Estimates in the former Eastern Region of the number of dead from hostilities, disease, and starvation during the thirty-month civil war are estimated at between 1 million and 3 million. The end of the fighting found more than 3 million Igbo refugees crowded into a 2,500-square-kilometer enclave. Prospects for the survival of many of them and for the future of the region were dim. There were severe shortages of food, medicine, clothing, and housing. The economy of the region was shattered. Cities were in ruins; schools, hospitals, utilities, and transportation facilities were destroyed or inoperative. Overseas groups instituted a major relief effort, but the FMG insisted on directing all assistance and recovery operations and barred some agencies that had supplied aid to Biafra.

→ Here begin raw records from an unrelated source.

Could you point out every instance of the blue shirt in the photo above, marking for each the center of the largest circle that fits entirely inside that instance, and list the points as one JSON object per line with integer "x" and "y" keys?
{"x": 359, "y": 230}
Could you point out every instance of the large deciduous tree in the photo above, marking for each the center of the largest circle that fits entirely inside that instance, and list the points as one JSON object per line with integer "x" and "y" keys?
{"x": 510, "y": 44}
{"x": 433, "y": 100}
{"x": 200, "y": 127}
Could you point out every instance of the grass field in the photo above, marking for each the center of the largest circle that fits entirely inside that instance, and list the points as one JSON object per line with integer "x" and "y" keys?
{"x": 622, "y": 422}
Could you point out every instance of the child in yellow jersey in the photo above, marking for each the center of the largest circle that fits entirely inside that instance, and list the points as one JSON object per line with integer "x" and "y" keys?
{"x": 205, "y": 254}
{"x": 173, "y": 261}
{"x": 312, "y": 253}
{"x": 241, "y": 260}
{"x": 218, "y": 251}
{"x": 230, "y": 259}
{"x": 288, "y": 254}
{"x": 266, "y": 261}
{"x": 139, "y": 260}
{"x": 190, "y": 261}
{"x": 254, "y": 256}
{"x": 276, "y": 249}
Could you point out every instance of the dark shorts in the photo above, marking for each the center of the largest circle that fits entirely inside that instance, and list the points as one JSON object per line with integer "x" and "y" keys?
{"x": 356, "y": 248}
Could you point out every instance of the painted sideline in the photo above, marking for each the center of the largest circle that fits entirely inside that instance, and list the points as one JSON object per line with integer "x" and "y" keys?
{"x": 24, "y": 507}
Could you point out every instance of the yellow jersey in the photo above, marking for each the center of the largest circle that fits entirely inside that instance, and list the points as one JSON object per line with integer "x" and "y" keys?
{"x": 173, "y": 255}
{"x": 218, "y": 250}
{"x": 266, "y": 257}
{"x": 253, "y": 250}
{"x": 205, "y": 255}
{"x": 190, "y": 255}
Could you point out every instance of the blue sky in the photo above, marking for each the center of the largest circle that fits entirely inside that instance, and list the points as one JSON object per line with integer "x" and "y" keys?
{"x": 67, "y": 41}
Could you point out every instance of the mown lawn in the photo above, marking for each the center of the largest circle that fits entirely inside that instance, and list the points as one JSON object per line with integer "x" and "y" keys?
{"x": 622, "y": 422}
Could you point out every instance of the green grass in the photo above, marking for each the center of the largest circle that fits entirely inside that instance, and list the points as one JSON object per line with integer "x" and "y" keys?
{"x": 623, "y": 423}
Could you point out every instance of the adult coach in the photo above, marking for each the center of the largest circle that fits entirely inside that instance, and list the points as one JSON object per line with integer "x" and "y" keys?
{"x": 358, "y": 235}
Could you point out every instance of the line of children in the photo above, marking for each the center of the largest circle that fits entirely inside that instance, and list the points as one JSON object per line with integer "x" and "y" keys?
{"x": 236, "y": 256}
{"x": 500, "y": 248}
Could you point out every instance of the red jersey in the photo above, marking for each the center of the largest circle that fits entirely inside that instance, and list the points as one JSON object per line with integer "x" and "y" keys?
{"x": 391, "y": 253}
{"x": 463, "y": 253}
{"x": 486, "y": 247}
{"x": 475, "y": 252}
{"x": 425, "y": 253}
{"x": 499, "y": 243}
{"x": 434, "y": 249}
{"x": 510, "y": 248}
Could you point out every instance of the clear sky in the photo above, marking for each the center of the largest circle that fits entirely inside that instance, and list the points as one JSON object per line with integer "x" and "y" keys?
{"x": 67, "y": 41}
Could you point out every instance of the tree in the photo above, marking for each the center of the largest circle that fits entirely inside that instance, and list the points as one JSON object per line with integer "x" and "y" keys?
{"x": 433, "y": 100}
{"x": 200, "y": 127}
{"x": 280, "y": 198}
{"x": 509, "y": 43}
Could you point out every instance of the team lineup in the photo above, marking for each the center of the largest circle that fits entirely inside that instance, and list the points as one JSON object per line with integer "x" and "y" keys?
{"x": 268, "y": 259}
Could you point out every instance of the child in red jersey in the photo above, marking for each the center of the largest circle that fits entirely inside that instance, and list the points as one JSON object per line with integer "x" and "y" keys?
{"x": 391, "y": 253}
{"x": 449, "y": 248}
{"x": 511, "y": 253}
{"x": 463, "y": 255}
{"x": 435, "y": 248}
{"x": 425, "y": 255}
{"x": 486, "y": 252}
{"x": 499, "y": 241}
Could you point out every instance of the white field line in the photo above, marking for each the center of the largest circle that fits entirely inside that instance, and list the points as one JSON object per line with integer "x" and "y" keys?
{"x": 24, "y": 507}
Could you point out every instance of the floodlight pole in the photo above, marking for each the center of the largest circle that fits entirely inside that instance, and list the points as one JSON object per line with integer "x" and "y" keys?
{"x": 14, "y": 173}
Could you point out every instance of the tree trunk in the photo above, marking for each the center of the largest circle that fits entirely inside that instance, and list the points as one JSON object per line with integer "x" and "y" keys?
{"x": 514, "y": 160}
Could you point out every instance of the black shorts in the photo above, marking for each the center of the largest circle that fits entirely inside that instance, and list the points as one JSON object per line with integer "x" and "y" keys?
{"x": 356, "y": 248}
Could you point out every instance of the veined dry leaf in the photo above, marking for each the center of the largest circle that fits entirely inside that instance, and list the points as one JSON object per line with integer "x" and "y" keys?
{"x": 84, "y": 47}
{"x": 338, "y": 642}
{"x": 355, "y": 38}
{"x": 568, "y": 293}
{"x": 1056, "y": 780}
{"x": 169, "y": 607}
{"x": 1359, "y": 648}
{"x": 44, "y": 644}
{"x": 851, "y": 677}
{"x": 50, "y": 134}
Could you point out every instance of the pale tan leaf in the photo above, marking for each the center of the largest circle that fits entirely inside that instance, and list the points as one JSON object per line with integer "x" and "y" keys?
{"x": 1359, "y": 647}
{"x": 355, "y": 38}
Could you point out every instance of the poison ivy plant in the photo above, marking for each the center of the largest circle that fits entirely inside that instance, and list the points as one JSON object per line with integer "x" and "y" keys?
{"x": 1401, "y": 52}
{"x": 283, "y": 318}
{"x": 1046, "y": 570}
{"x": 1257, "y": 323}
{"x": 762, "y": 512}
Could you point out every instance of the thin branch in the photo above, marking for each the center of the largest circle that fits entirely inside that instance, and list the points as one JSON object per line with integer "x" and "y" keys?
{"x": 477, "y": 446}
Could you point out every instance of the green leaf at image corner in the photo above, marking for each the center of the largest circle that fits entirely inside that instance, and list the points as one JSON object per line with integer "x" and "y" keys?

Because charges of genocide had fueled international sympathy for Biafra, the FMG allowed a team of international experts to observe the surrender and to look for evidence. Subsequently, the observers testified that they found no evidence of genocide or systematic destruction of property, although there was considerable evidence of famine and death as a result of the war. Furthermore, under Gowon's close supervision, the federal government ensured that Igbo civilians would not be treated as defeated enemies. A program was launched to reintegrate the Biafran rebels into a unified Nigeria. A number of public officials who had "actively counselled, aided, or abetted" secession were dismissed, but a clear distinction was made between them and those who had simply carried out their duties. Igbo personnel soon were being reenlisted in the federal armed forces. There were no trials and few people were imprisoned. Ojukwu, in exile, was made the scapegoat, but efforts to have him extradited failed.
An Igbo official, Ukapi "Tony" Asika, was named administrator of the new East Central State, comprising the Igbo heartland. Asika had remained loyal to the federal government during the civil war, but as a further act of conciliation, his all-Igbo cabinet included members who had served under the secessionist regime. Asika was unpopular with many Igbo, who considered him a traitor, and his administration was characterized as inept and corrupt. In three years under his direction, however, the state government achieved the rehabilitation of 70 percent of the industry incapacitated during the war. The federal government granted funds to cover the state's operating expenses for an interim period, and much of the war damage was repaired. Social services and public utilities slowly were reinstituted, although not to the prewar levels.